I've had simimlar issues doing this type of thing with CSV file data.

DRapp is right, it's likely the cleanest way to approach the situation assuming the user isn't expecting to read everything at root level in one hit.

In theory all you need to be careful of is what is open or closed but you can store just this core info in a string and it shouldn't be too bulky.

and as DRapp suggests you simply load the data in to a stream and with a bit of careful position management you should be able to read and write.

your biggest issue is that if say at point x you want to replace the data in node y with some data of a different length you would either end up with a gap in the file or you would overwrite the next node / a portion of it.

so each time a chnage is made essentially you need to stream the file in to another file up to the point where the edit starts then stream in the edit then stream in the rest of the file.

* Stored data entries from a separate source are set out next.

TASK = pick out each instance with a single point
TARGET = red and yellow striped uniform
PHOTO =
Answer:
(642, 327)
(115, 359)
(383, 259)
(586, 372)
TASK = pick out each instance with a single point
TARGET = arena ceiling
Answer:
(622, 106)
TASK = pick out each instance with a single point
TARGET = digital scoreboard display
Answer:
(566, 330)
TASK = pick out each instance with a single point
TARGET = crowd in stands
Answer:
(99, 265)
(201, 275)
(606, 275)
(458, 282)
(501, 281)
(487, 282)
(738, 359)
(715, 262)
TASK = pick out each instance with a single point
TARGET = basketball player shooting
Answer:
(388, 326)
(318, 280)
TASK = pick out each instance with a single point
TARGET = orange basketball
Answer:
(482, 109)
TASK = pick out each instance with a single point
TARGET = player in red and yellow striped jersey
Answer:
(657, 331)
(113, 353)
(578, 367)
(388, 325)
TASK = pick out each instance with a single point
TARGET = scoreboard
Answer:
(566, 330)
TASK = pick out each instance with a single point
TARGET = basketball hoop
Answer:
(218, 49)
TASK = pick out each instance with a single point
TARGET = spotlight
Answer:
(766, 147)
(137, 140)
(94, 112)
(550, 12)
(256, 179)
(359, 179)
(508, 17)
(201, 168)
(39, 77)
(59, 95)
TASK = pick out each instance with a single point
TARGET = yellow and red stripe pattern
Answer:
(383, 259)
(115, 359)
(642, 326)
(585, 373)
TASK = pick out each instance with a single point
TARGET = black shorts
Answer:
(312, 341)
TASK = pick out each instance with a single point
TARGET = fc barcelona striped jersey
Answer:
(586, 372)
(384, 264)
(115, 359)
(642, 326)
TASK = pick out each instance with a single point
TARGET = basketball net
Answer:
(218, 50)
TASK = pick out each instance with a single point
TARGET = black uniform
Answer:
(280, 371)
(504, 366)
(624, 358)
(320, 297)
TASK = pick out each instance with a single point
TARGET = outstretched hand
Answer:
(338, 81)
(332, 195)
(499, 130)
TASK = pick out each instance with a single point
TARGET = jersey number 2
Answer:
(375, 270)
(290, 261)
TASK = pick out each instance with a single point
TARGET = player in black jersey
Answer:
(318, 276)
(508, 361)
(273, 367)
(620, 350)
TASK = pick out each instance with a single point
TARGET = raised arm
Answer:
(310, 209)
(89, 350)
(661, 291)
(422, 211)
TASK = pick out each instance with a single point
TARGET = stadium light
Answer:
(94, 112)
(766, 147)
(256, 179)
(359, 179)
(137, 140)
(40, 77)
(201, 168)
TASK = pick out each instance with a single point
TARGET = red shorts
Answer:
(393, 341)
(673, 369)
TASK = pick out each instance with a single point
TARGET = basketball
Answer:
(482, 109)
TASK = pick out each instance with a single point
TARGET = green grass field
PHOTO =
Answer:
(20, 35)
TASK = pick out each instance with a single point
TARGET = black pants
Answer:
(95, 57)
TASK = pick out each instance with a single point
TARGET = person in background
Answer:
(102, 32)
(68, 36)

You should be able to do all this with stream reader and stream writer objects that you sit on top of 1 stream instance on the original file plus a stream writer on a second temp file.

It's never gonna be fast though, purely because writing updates to a 1.x gig file takes time on the hard drive and no optimising is gonna change that.

Upvotes: 1

code4life
code4life

Reputation: 15794

Try Scintilla.NET, it is miles better than a TextBox!

http://scintillanet.codeplex.com/

Loading the document is easy:

using (TextReader reader = new StreamReader(myFilePath, Encoding.UTF8))
{
    scintillaDocument.Text = reader.ReadToEnd();
}

Or:

scintillaDocument.Text = File.ReadAllText(myFilePath);

Upvotes: 2

DRapp
DRapp

Reputation: 48139

I too had to deal with large XML files (1+ gig) and had to parse elements out to import into a mySql database. I was successful by using a text-based stream reader. What I did was to keep reading in chunks until I had one complete single "record" of an xml based on the known

`<perRecordTag>`

   <other data / node elements>

`</perRecordTag>`

Then, I would do an XMLDocument to read from the string ( after the leading and trailing of the record ) stripped. I could then parse, review, whatever of that single record and move on.

Obviously, I had to retain all that after the end of xml record to start the beginning of the next read record element, but that was no problem.

Upvotes: 1

Carra
Carra

Reputation: 17964

You're probably looking for an XmlTextReader.